Transient osteoporosis of hip is generally seen in pregnant women and middle-aged men [8]. It is characterized clinically by hip pain without any obvious antecedent trauma. The radiologic characteristics of the affected femoral head are focal loss of radiodensity, a diffuse homogeneous uptake on bone scintigraphy, and a bone marrow edema pattern on MR images [811]. All the SIF patients reported herein showed bone marrow edema on MRI, while definite radiographic evidence of local osteoporosis was not obvious in the femoral head. Recent studies suggest that a subchondral insufficiency fracture of the femoral head might have some relation to TOH, and the clinical appearances in male SIF also have some overlap with those in TOH [10, 11]. Although the cases included in this study have not completely fulfilled the criteria of TOH based on the radiographic evidence of osteoporosis, we need more documented male SIF cases to clarify the relationship between TOH and SIF, especially in male cases.

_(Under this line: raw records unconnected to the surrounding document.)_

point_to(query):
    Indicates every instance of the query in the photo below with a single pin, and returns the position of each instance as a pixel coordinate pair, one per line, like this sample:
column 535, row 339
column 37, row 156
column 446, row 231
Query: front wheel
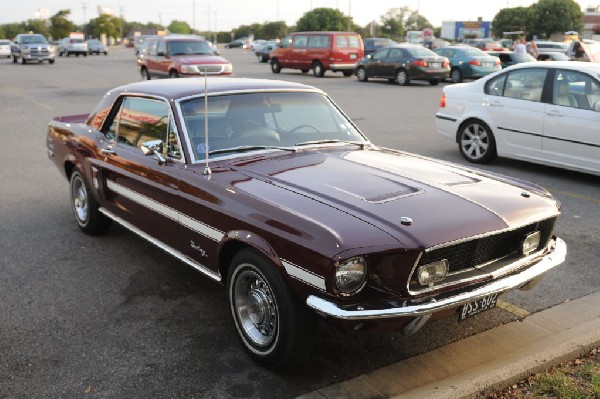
column 318, row 69
column 85, row 208
column 476, row 142
column 275, row 66
column 402, row 77
column 273, row 325
column 456, row 75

The prognosis of SIF depends on a number of variables including age, degree of osteopenia, activity, body weight, and extent of fracture, as well as initial treatment [14, 12]. Some cases of SIF have been reported to heal after non-surgical therapy, while other cases have been reported to undergo collapse necessitating surgery [14]. Why male SIF cases in this study have a good prognosis is not clear, but the younger age in male SIF cases may have some influences on the outcome. In addition, some SIF cases have been reported to show rapid progression of the collapse, such as seen in rapidly progressive arthrosis of the hip [6]. In this study, none of the male SIF cases showed rapid destruction of the hip joint.

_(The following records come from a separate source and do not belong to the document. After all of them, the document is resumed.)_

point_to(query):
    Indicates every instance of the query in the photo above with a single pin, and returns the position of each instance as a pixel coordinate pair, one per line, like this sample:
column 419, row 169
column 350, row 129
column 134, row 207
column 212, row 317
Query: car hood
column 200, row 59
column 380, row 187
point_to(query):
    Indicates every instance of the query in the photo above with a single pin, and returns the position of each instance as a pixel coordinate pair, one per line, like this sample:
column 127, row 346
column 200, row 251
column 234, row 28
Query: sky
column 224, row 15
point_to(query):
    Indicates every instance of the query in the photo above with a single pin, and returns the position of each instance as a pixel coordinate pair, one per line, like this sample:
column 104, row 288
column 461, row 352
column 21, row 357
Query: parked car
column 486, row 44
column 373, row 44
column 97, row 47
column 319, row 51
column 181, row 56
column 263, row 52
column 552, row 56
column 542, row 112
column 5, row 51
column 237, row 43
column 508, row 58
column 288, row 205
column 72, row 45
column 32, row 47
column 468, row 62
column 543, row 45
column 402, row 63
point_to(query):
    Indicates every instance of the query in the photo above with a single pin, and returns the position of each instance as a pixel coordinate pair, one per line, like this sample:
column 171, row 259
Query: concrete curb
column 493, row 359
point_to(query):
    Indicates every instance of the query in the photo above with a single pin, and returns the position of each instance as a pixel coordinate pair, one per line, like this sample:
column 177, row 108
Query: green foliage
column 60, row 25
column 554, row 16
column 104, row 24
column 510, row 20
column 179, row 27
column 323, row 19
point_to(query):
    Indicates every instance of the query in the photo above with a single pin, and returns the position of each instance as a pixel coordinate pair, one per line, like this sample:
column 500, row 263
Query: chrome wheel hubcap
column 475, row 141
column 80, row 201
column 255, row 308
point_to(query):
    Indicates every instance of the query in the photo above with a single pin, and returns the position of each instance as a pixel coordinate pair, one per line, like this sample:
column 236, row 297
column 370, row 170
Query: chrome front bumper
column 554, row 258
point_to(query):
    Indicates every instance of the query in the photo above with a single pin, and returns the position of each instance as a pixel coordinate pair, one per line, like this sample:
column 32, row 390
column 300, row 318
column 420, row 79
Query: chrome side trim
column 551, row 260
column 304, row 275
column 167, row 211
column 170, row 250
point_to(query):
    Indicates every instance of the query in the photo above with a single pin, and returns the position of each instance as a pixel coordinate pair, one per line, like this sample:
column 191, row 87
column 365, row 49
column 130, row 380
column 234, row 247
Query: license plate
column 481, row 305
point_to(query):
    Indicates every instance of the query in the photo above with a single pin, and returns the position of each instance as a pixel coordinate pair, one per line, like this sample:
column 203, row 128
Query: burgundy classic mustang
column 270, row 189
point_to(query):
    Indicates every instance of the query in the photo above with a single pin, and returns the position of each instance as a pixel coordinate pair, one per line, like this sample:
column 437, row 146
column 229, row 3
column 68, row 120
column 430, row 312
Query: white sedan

The major limitation of this study was a small sample size and a retrospective observational design. Since SIF is a relatively new concept, further large prospective studies are necessary. Secondly, in the present study, it is unclear why the outcome is different between the male and female cases. More detailed hormonal analysis as well as BMD measurements focusing on the subchondral area of the femoral head may be necessary. Thirdly, the relationship between SIF and TOH still needs to be clarified.

In conclusion, a subchondral insufficiency fracture of the femoral head in males is mainly observed in their 40s and the prognosis tends to be good as compared to that in female patients.